I comfort myself with the thought that the differences may be not be as extensive or even as noticeable as I'm inclined to believe. I am a slave to your wishes.

Pam said...

Oh, you do take such lovely photos. Happy September.

the polish chick said...

i, on the other hand, fear september, given that the last two really put me through the emotional wringer. though i love school and always have, the shortening days scream, "change" and i despise change; it fills me with unease.

beautiful photographs. although i feel i repeat myself with this sentiment, it remains true - you have a great eye for the unusual composition!

marja-leena said...

Beautiful photos, Lucy!
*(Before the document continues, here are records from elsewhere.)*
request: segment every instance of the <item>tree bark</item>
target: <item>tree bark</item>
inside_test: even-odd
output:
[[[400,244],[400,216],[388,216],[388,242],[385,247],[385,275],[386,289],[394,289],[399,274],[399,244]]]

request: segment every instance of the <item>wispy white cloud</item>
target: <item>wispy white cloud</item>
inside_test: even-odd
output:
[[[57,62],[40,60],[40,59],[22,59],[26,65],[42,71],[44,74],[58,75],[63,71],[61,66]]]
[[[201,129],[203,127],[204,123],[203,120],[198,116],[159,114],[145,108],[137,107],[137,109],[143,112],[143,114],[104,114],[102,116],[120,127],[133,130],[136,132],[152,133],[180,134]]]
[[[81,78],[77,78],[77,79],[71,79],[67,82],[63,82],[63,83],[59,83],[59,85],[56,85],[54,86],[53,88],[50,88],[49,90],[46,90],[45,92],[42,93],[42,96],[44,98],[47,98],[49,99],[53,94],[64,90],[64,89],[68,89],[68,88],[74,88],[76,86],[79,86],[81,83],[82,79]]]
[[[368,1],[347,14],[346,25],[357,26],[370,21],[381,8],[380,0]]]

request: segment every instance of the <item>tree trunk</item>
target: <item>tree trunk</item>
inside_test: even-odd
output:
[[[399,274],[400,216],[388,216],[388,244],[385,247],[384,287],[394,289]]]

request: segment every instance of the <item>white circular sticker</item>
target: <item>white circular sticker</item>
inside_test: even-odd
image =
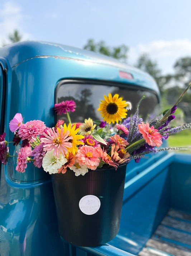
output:
[[[79,202],[80,209],[83,213],[87,215],[92,215],[97,212],[100,205],[99,198],[93,195],[85,196]]]

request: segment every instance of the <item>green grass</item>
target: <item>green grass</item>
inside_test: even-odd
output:
[[[191,130],[182,131],[169,136],[168,139],[169,147],[189,147],[190,150],[183,151],[183,152],[191,153]],[[183,151],[180,151],[180,152]]]

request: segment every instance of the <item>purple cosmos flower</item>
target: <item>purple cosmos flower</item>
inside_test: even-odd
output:
[[[4,151],[0,154],[0,161],[3,165],[6,165],[9,156],[9,148],[6,147]]]
[[[14,142],[13,143],[13,145],[15,146],[15,145],[16,145],[17,146],[18,145],[18,144],[20,143],[21,139],[19,137],[19,135],[18,134],[18,132],[15,132],[14,135],[14,137],[13,139],[13,141]]]
[[[73,112],[75,111],[76,103],[73,100],[66,100],[54,104],[54,109],[57,114],[62,113],[66,114],[66,112]]]
[[[12,133],[14,133],[19,128],[22,122],[23,117],[21,114],[17,113],[9,122],[9,129]]]
[[[44,143],[42,143],[36,147],[31,154],[31,156],[34,156],[35,161],[34,164],[38,168],[40,168],[42,164],[42,160],[46,153],[43,149],[43,145]]]
[[[24,148],[25,147],[30,147],[30,146],[29,142],[27,139],[25,139],[22,142],[22,148]]]
[[[106,125],[106,122],[105,121],[101,121],[100,125],[100,128],[104,128],[105,127]]]
[[[0,155],[3,153],[6,147],[6,143],[5,140],[6,134],[4,133],[3,135],[0,135]]]

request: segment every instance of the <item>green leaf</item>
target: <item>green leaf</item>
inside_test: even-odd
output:
[[[164,116],[164,115],[165,114],[166,114],[166,113],[167,113],[168,112],[168,111],[169,111],[169,109],[166,109],[166,110],[165,110],[165,111],[164,111],[164,112],[163,113],[162,113],[163,115],[163,116]]]
[[[95,140],[97,140],[97,141],[99,142],[101,142],[101,143],[102,143],[103,144],[104,144],[104,145],[107,145],[107,143],[105,141],[105,140],[103,139],[102,138],[101,138],[100,135],[97,134],[94,134],[93,135],[93,134],[92,134],[92,135],[94,138]]]

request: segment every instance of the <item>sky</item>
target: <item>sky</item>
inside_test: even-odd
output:
[[[148,53],[163,75],[191,57],[190,0],[0,0],[0,46],[18,30],[22,40],[82,48],[90,39],[129,49],[128,64]]]

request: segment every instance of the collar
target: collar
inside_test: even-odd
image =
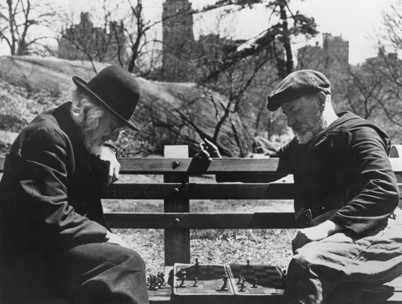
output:
[[[74,154],[82,164],[90,170],[90,153],[84,144],[84,139],[80,127],[77,125],[70,114],[70,101],[65,103],[54,109],[53,115],[59,126],[66,133],[73,146]]]

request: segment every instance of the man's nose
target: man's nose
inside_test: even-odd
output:
[[[287,126],[291,127],[295,123],[295,119],[291,115],[287,115]]]
[[[109,136],[109,137],[110,139],[113,142],[115,142],[117,140],[117,138],[119,138],[119,136],[120,135],[120,132],[115,132],[112,133]]]

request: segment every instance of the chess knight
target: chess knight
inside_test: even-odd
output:
[[[324,75],[302,70],[267,97],[268,109],[281,108],[295,134],[270,156],[279,158],[278,171],[293,173],[301,228],[292,242],[281,304],[333,303],[340,295],[338,303],[357,303],[364,290],[402,274],[402,211],[390,138],[370,121],[336,113],[331,96]],[[207,140],[200,147],[197,158],[221,157]],[[279,178],[216,176],[246,183]]]

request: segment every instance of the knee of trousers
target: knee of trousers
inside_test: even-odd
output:
[[[303,268],[310,268],[317,261],[322,259],[323,253],[316,242],[306,244],[297,249],[292,258],[294,265]]]
[[[145,272],[145,262],[139,254],[137,251],[127,248],[122,247],[121,249],[122,257],[124,259],[122,263],[131,265],[137,269]]]

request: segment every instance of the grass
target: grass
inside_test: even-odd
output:
[[[162,182],[160,175],[123,175],[121,182]],[[213,176],[191,177],[191,182],[214,183]],[[103,200],[105,212],[163,212],[162,200]],[[195,212],[291,212],[291,201],[192,200]],[[164,267],[164,231],[158,229],[116,229],[147,265],[148,274]],[[273,265],[286,269],[292,256],[291,242],[295,231],[291,229],[205,229],[191,232],[191,259],[201,263],[242,263]]]

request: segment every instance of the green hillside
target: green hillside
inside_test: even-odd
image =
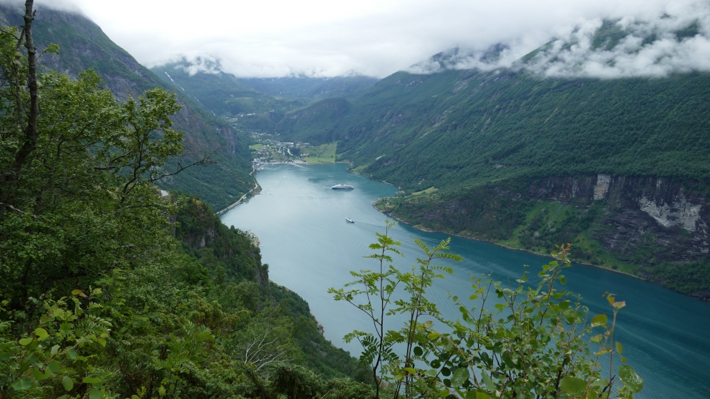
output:
[[[0,6],[0,23],[21,25],[18,13],[11,6]],[[185,133],[186,151],[181,159],[169,162],[168,167],[174,170],[178,162],[186,165],[208,155],[218,163],[187,169],[161,182],[163,187],[197,194],[216,208],[234,202],[253,187],[246,136],[215,118],[197,102],[165,84],[113,43],[97,25],[77,13],[40,8],[35,40],[40,48],[51,43],[59,45],[58,55],[40,58],[45,68],[72,76],[93,69],[120,100],[137,97],[155,87],[175,91],[182,109],[172,120],[178,129]]]
[[[625,35],[608,25],[595,45]],[[277,126],[287,139],[338,141],[338,160],[399,186],[381,210],[540,253],[572,243],[581,261],[710,297],[710,74],[400,72],[339,109],[313,104]],[[697,217],[679,224],[687,207]]]
[[[398,72],[354,103],[339,126],[339,150],[408,191],[589,173],[707,183],[709,98],[710,75],[700,73],[572,80]]]
[[[241,78],[244,84],[273,96],[322,99],[353,99],[364,94],[378,80],[368,76],[334,77],[284,77]]]

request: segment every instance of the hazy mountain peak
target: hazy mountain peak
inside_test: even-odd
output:
[[[407,72],[501,67],[545,77],[661,77],[710,70],[710,4],[678,6],[654,18],[595,18],[577,23],[542,47],[525,40],[485,49],[454,48]]]

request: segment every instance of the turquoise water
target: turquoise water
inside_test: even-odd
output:
[[[271,279],[308,301],[311,312],[324,327],[325,337],[353,354],[356,343],[346,344],[344,335],[354,329],[371,327],[361,311],[336,302],[327,291],[351,280],[349,270],[375,268],[364,259],[375,232],[384,230],[386,215],[371,202],[393,195],[395,188],[345,172],[345,165],[272,166],[259,172],[261,194],[222,217],[222,222],[255,233],[261,242],[264,263]],[[338,183],[355,186],[336,191]],[[345,222],[350,217],[354,224]],[[435,246],[447,236],[426,233],[405,225],[393,229],[403,243],[405,258],[397,266],[409,267],[420,255],[413,239]],[[457,307],[447,292],[462,297],[471,293],[471,275],[493,273],[496,280],[513,281],[530,265],[535,275],[548,258],[512,251],[488,243],[452,239],[452,251],[464,257],[452,263],[455,273],[429,291],[448,318],[458,317]],[[574,266],[566,269],[567,288],[584,297],[593,314],[610,314],[602,297],[605,292],[626,300],[619,313],[616,337],[624,355],[645,380],[638,398],[710,398],[710,304],[626,275],[596,268]],[[393,328],[400,324],[393,322]]]

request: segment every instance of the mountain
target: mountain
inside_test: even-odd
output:
[[[21,12],[11,6],[0,6],[0,23],[21,25]],[[40,7],[33,33],[40,48],[50,43],[59,45],[58,55],[45,54],[40,58],[45,67],[74,76],[92,68],[119,99],[138,97],[155,87],[174,91],[80,13]],[[246,138],[191,97],[175,92],[182,109],[173,121],[185,133],[187,154],[182,163],[211,154],[210,158],[219,163],[188,168],[161,184],[167,189],[199,195],[214,208],[226,207],[253,186]],[[176,161],[171,165],[175,168]]]
[[[277,126],[339,140],[339,160],[400,187],[378,206],[413,224],[540,253],[569,242],[579,261],[710,297],[710,74],[550,77],[520,67],[535,55],[397,72]]]
[[[378,80],[368,76],[334,77],[285,77],[240,79],[260,92],[273,96],[322,99],[341,97],[353,99],[365,93]]]
[[[290,129],[288,121],[300,119],[295,115],[300,115],[310,104],[318,102],[320,105],[315,109],[323,109],[333,102],[342,104],[344,99],[333,99],[354,98],[377,81],[364,76],[240,79],[222,71],[219,62],[204,60],[196,62],[182,60],[152,70],[176,91],[194,98],[214,115],[229,118],[234,126],[245,131]],[[332,119],[336,114],[329,114],[325,118]],[[328,127],[310,124],[305,129],[309,131],[324,129],[326,133],[319,142],[330,141],[332,133]]]

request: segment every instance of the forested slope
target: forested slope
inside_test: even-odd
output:
[[[288,126],[280,131],[339,140],[339,160],[415,194],[383,202],[382,210],[541,252],[572,242],[576,258],[710,295],[710,74],[400,72],[341,109],[334,117],[311,106],[280,122]],[[540,214],[550,202],[589,220],[560,224],[562,217]],[[685,264],[697,273],[686,273]]]
[[[155,185],[175,95],[37,72],[19,36],[0,30],[0,397],[368,395],[246,234]]]

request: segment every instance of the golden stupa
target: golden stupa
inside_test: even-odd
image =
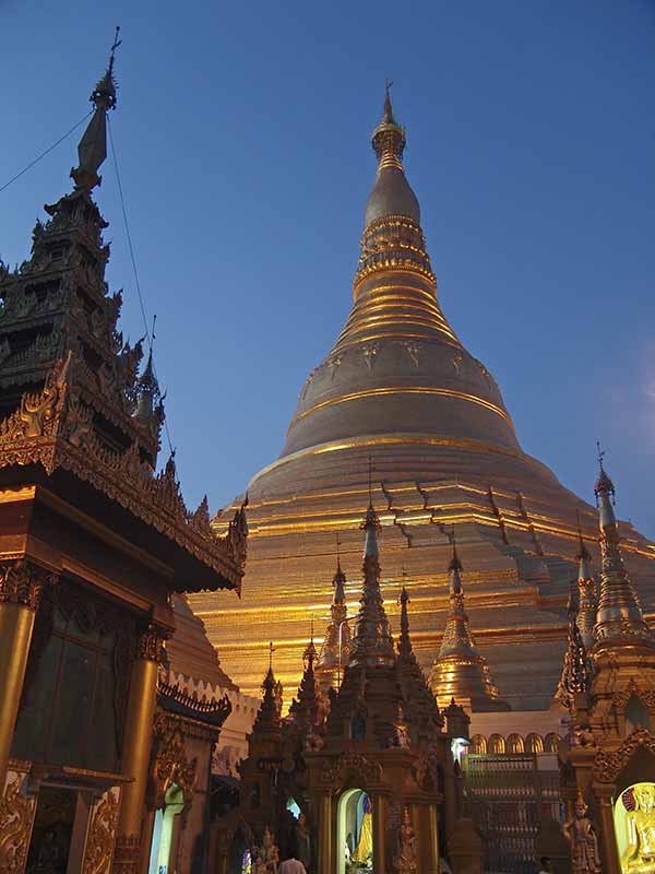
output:
[[[379,165],[353,308],[305,381],[282,454],[248,486],[242,598],[227,603],[198,594],[191,603],[243,692],[259,688],[270,640],[277,676],[294,690],[310,615],[318,628],[330,617],[335,534],[349,614],[356,612],[370,458],[392,625],[404,584],[414,605],[415,650],[429,671],[450,612],[454,525],[477,651],[500,699],[513,709],[546,708],[565,647],[570,582],[577,578],[576,513],[597,568],[597,512],[523,452],[492,376],[443,316],[418,201],[403,169],[405,130],[389,93],[372,144]],[[233,513],[229,507],[216,518],[218,532]],[[655,545],[623,522],[621,536],[647,615]]]

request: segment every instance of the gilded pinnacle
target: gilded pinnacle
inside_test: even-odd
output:
[[[615,487],[603,466],[603,454],[599,452],[598,456],[600,475],[594,489],[599,505],[602,555],[600,597],[594,627],[594,649],[607,648],[621,641],[640,642],[652,648],[655,641],[644,621],[641,604],[632,589],[621,556],[619,547],[621,536],[610,501]]]

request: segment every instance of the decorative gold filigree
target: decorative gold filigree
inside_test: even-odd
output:
[[[34,801],[21,793],[23,775],[15,771],[0,801],[0,874],[19,874],[25,869]]]
[[[96,802],[88,827],[82,874],[105,874],[114,852],[118,823],[118,790],[108,789]]]
[[[655,756],[655,735],[646,729],[639,728],[612,753],[598,751],[594,757],[594,777],[602,783],[611,783],[640,746]]]
[[[45,586],[57,582],[57,575],[21,558],[0,563],[0,603],[23,604],[37,611]]]

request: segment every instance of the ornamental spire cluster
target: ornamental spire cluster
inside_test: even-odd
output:
[[[477,651],[471,633],[461,576],[464,568],[457,555],[454,532],[452,545],[450,613],[428,684],[442,707],[454,699],[458,704],[468,704],[477,712],[509,710],[510,706],[499,697],[487,660]]]
[[[643,617],[641,604],[621,557],[619,547],[621,536],[612,507],[615,487],[605,471],[603,456],[604,453],[599,451],[600,472],[594,487],[599,509],[602,556],[600,595],[594,627],[594,649],[599,650],[621,641],[639,642],[654,648],[653,635]]]
[[[592,557],[582,539],[582,531],[579,522],[579,550],[577,555],[577,615],[576,625],[580,630],[582,642],[588,649],[594,642],[594,626],[596,624],[596,609],[598,599],[596,595],[596,581],[592,576]]]
[[[345,589],[346,575],[342,570],[338,556],[332,586],[334,594],[330,606],[330,623],[315,666],[315,673],[323,692],[327,692],[330,686],[338,688],[344,669],[350,658],[350,628],[347,618],[348,607],[346,605]]]

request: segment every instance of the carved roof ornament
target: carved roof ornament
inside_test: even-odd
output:
[[[640,747],[655,756],[655,735],[641,727],[634,729],[618,749],[611,753],[599,749],[594,758],[596,780],[602,783],[614,782]]]
[[[594,627],[594,651],[621,642],[638,642],[648,649],[655,640],[643,617],[619,547],[621,536],[612,503],[615,486],[605,471],[605,452],[598,444],[598,480],[594,486],[600,525],[600,595]]]

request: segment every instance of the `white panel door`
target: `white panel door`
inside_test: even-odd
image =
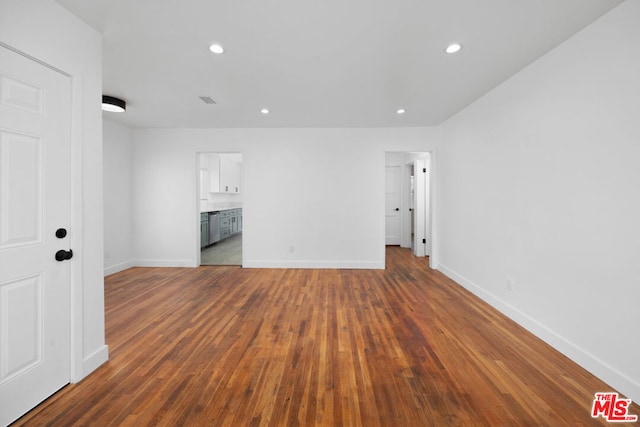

I agree about August, especially this year because it was too hot. September is usually a wonderful shoulder season and we've even had rain so I don't have to water as much. Hopefully I'll get some much needed gardening jobs done this month! Hope yours will be pleasant.

Marly Youmans said...

Lovely list!

I wouldn't mess with hogweed either. It's dangerous, as are other plants in that family. Michael came back from California with the most hideous allergic reaction I've ever seen--very painful--and I was tending toward blaming the umbilliferae.

Lucy said...

Thanks all.

Ellena, I appreciate all that you write and your frinedship! I do believe you represent some form of Everywoman for our age, so many times and places you have lived in. We like battered fried squash flowers too, but there rarely seem to be enough at any one time to do it, they have a very short shelf life. Gleaning ('glaner') is something our elderly neighbours remember from childhood, though it tended to be more to feed the pig or other livestock, but it was a necessary aspect of the child labour they quite cheerfully provided. Tom tells me cobnuts, hazels and filberts are not quite the same thing, I'd probably have called these hazels.

Bruce - they are pretty moths, aren't they, often flying by day.

Robbie - a slave to my wishes eh?

Isabelle - and you, are you getting used to not going back to 'school'?

PC - thanks, yes, it is a bittersweet time, but I always like it, more so since I've been with Tom as September's his birthday month and we usually do something nice.

ML - I like 'shoulder' season!

Marly - yes, I remember a big scare when we were kids about giant hogweed, warning not to play with the hollow stems. As with many plants though, the seeds don't necessarily contain the same properties, but still, I won't mess!